The easiest way to make a job difficult is to make the goals unclear. For those who are responsible for running a company, the background chatter about stakeholding should not be allowed to make their jobs more difficult. In particular it should not be allowed to introduce any confusion about the ultimate goal of a business whose capital structure is share capital. The aim of such an enterprise is not to satisfy the interests of all its stakeholders but to satisfy the interests of its shareholders. Where the directors of a company are the same as its owners, there is no confusion: it is up to them to run the business to achieve whatever goals they see fit. Thus a private company whose owner-managers wish to make a lower return on their capital in order to offer a better lifestyle to their employees or more investment in their local community can do exactly that. In a public company where the directors are acting as agents for its shareholders, the interests of the shareholders are well understood: they wish the company to maximise their total financial returns.
The notion of stakeholding becomes relevant when working out how best this is achieved. It was several decades ago that the term was first used in a commercial context. Managers were looking to formalise their recognition that the prosperity of their enterprise was closely tied to the quality of the relationships it had with certain key interest groups.
These interest groups were labelled stakeholders (a misnomer which served as an acceptable shorthand at the time but has contributed significantly to the confusion surrounding the status of these interest groups in a company's affairs).
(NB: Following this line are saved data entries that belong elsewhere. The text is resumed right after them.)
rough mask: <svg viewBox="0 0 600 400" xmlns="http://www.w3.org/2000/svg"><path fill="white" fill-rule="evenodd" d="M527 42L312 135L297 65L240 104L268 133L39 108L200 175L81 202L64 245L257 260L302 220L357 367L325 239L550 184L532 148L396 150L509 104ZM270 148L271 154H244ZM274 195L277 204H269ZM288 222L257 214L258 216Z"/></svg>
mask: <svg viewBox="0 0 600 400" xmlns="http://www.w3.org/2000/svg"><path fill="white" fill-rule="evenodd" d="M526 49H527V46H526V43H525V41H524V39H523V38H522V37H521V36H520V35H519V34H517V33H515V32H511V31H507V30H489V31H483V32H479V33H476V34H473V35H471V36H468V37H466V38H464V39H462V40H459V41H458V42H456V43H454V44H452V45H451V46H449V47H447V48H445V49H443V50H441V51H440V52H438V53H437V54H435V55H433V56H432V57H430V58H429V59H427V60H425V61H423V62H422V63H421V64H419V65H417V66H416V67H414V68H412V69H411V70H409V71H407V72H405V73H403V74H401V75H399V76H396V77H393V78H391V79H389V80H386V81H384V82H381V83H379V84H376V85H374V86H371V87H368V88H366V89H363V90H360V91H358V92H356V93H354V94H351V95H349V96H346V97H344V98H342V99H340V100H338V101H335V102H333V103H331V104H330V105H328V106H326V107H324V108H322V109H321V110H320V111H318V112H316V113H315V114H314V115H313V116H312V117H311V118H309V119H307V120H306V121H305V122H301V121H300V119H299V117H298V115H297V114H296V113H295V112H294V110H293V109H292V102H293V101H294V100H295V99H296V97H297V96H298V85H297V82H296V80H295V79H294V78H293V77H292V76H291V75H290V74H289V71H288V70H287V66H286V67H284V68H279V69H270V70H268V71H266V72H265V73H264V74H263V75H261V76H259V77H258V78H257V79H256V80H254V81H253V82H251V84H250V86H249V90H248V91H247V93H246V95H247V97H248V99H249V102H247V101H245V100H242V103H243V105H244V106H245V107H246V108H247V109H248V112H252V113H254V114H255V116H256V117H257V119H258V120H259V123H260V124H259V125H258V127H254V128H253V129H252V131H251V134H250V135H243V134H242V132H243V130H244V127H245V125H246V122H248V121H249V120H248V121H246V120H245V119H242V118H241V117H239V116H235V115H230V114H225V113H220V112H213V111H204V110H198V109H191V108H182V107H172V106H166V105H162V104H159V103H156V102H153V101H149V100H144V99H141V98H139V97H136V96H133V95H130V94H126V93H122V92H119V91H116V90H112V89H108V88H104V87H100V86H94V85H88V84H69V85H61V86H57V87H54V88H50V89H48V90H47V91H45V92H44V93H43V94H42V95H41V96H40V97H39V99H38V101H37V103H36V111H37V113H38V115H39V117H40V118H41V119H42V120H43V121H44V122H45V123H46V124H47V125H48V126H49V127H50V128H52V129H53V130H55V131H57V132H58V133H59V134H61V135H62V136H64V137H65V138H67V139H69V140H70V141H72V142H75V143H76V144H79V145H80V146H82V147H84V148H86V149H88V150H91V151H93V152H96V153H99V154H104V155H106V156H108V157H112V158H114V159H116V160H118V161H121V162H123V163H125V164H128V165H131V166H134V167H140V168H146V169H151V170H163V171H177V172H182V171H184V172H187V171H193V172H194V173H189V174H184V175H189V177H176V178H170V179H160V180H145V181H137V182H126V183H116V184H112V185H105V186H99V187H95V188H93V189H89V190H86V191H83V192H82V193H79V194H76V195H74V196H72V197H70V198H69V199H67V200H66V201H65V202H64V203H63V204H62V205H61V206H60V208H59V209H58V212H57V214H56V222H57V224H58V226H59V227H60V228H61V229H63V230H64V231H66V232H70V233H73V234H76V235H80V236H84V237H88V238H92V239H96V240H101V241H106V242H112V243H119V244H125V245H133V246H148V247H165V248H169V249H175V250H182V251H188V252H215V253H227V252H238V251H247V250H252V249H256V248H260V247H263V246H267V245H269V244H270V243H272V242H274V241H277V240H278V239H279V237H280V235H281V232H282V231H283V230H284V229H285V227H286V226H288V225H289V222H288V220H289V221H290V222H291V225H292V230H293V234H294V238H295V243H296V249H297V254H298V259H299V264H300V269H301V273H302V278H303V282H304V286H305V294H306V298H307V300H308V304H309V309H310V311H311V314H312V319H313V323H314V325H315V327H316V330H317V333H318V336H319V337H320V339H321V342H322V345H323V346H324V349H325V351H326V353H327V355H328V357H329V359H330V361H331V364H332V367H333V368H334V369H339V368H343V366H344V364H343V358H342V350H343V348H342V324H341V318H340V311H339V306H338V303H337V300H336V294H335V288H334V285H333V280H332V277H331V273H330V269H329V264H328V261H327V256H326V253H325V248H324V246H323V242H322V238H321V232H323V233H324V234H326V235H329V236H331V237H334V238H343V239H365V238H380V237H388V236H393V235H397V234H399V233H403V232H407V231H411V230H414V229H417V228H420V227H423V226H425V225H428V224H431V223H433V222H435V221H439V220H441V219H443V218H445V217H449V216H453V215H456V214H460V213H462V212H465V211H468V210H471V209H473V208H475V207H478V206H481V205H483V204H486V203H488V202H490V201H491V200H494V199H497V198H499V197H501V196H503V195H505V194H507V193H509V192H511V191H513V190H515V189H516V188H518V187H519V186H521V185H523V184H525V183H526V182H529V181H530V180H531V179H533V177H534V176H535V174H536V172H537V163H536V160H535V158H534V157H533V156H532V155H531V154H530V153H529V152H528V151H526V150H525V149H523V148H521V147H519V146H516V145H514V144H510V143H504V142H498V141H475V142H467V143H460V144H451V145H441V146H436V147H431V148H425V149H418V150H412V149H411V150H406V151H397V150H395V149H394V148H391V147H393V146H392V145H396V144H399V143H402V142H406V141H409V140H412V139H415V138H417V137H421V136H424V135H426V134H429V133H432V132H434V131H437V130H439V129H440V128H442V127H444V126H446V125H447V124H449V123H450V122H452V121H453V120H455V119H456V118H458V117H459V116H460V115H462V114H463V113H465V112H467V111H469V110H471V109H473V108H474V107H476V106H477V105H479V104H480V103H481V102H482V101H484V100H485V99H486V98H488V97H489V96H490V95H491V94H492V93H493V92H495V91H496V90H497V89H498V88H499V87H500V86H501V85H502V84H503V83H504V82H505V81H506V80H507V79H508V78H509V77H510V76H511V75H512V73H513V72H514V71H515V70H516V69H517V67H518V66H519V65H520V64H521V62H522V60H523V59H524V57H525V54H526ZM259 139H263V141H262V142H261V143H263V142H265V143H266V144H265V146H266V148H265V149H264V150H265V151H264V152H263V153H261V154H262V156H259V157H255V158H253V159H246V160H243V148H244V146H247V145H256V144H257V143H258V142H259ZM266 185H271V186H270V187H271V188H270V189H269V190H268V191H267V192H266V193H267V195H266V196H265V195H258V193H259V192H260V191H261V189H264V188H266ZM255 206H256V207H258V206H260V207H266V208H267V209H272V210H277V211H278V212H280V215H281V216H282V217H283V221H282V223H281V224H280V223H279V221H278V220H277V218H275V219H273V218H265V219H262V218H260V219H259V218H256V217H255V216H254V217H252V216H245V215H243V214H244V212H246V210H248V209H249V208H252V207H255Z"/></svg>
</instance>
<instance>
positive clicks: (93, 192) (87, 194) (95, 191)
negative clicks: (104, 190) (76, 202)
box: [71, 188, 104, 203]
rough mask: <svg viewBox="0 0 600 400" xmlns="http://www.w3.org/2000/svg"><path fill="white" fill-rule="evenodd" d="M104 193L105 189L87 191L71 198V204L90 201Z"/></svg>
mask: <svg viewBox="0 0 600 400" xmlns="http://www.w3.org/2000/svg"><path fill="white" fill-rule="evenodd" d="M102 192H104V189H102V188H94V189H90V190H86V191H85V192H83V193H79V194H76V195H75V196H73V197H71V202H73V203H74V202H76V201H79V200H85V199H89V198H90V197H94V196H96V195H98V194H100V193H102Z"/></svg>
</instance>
What may to some appear as little more than good business sense, has subsequently assumed the grandiose title of stakeholder theory: that the interests of the shareholders are best served by looking out for the interests of the stakeholders.
It is a happy coincidence that this is the way that most people would choose to run a company - be nice to those with whom you do business. It also damps down some of the underlying tensions between capitalism and democracy, reducing the temptation for governments to legislate. These attractions should not lead managers of public companies astray; they should continually be assessing what is the best practice for their business to maximise shareholder return. It may well be that looking after stakeholders is the best route to achieve this as the wealth generated for shareholders by long-established decent companies like Marks & Spencer suggests. But the danger is that the well-being of the stakeholders becomes an end in itself. This reduces the clarity of objective - and the ability to communicate it - which is key to the success of organisations and leads to erratic and incomprehensible decision-making. At this point, stakeholder theory becomes little more than a charter for weak and confused management.